I've been so tired, so close to tears, and have felt so incompetent. I keep falling asleep at inappropriate times, mostly when I'm sitting and watching TV. Like so many others, I've felt almost physically incapable of NOT watching the news. Thursday night it seemed as if it might be time to turn off the TV. That night my younger son was ill and was unable to sleep at all. Yet he still wanted to go to school, which meant he needed for me to drive him. No way was he going to drive when he was so tired. So drive him I did, and since his college is a bit of a distance away, I had to stay in that city instead of coming home. What to do, what to do. I went to a place which once brought great comfort... the zoo. There was hardly anyone there, just a few home-schoolers and some very young children. I sat and watched my very favorite animals, the otters. I LOVE otters. Love how they play and swim and act so goofy and funny. I wonder if they think the same thing of us... that we are goofy and funny and really entertaining? For thirty minutes I sat on a bench and watched them eat leaves and dance and play in the water, watched them roll in the sand, laughed as they finally curled up together and slept the sleep of the exhausted. They flopped on their backs and wound up as one big ball of otters, heads on other tummies and paws on neighbors' tails. In the worst of times, they gave me reason to laugh.
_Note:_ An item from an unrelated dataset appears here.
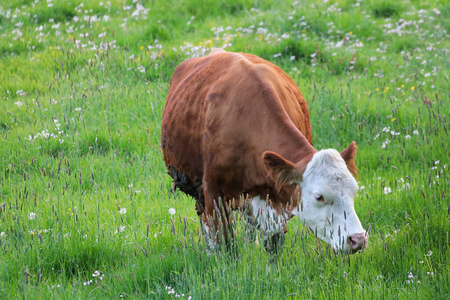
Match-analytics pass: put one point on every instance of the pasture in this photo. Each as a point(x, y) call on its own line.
point(85, 208)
Other people have said, far more eloquently than I ever could, what I wish I could say. How sad I have been, how fearful... how worried I am for our children and for our children's children. And speaking of children... let me tell you about my soldier boy.
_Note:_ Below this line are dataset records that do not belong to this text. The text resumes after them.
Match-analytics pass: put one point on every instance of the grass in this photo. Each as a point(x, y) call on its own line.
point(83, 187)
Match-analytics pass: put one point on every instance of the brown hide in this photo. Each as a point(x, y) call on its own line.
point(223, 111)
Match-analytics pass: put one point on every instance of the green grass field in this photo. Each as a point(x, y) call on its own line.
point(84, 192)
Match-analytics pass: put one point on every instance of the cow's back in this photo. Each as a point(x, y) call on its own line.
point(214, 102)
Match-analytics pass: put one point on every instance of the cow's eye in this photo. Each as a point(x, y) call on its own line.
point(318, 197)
Some of you may remember the early entries of this journal, when I wrote about my shock and dismay that he had joined the Army. I was pretty much in denial for quite a while. Mostly it was because of my terror that we might wind up in a war, and like every mother on the planet, I don't want to lose my son. I don't want him to get hurt, don't ever want him in a dangerous situation. I couldn't even IMAGINE this child of mine being in the military -- it seemed so unlike him. He's so independent... so free-spirited... or he was. I couldn't picture him taking orders from anyone, couldn't see him taking abuse from some drill sergeant. Well, I stand corrected. He has surprised me.
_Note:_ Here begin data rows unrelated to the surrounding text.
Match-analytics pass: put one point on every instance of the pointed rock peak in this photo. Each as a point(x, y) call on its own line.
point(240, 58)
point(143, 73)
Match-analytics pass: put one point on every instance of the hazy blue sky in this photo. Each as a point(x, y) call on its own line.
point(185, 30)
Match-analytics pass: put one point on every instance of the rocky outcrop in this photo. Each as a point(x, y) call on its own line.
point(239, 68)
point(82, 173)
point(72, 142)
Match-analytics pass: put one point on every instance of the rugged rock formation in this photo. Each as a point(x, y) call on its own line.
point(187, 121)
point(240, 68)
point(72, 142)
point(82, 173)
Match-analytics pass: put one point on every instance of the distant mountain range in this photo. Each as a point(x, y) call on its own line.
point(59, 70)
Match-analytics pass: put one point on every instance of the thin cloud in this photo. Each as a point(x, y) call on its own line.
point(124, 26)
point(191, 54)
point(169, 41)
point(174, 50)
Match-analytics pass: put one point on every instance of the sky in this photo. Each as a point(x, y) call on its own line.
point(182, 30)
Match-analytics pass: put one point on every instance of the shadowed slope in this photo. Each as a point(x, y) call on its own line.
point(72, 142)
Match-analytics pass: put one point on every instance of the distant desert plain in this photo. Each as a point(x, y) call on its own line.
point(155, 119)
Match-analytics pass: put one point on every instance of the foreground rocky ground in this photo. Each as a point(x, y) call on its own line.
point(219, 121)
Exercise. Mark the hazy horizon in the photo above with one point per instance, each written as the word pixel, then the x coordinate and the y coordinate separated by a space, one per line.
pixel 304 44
When I speak with him now, he sounds like a young man. A grown-up. He sounds so much older and wiser than he did just a few short months ago. He is more tolerant than he once was; I suspect this has to do with being in such close contact with all different kinds of people. Well, I am incredibly proud of him. Yesterday I asked him how he and his fellow soldiers felt about the recent events. In a word... angry. They can't believe that "they" took out the towers, but even more frightening to the "boys," the Pentagon was attacked. My son doesn't think that his unit will be sent anywhere but Kosovo... that's where they usually go. He is still thinking in terms of taking a few classes while he's in the service. At this point he doesn't believe there will be a war.

I hope and pray that he's right.

There will be a test on Monday; those with the highest score will probably start their airborne training the following week. So tell me, what should I hope for, that he does well, or that he doesn't? He wants to be a paratrooper. I want him to have what he wants, except... except... I can't help but wish that he wanted to be a file clerk.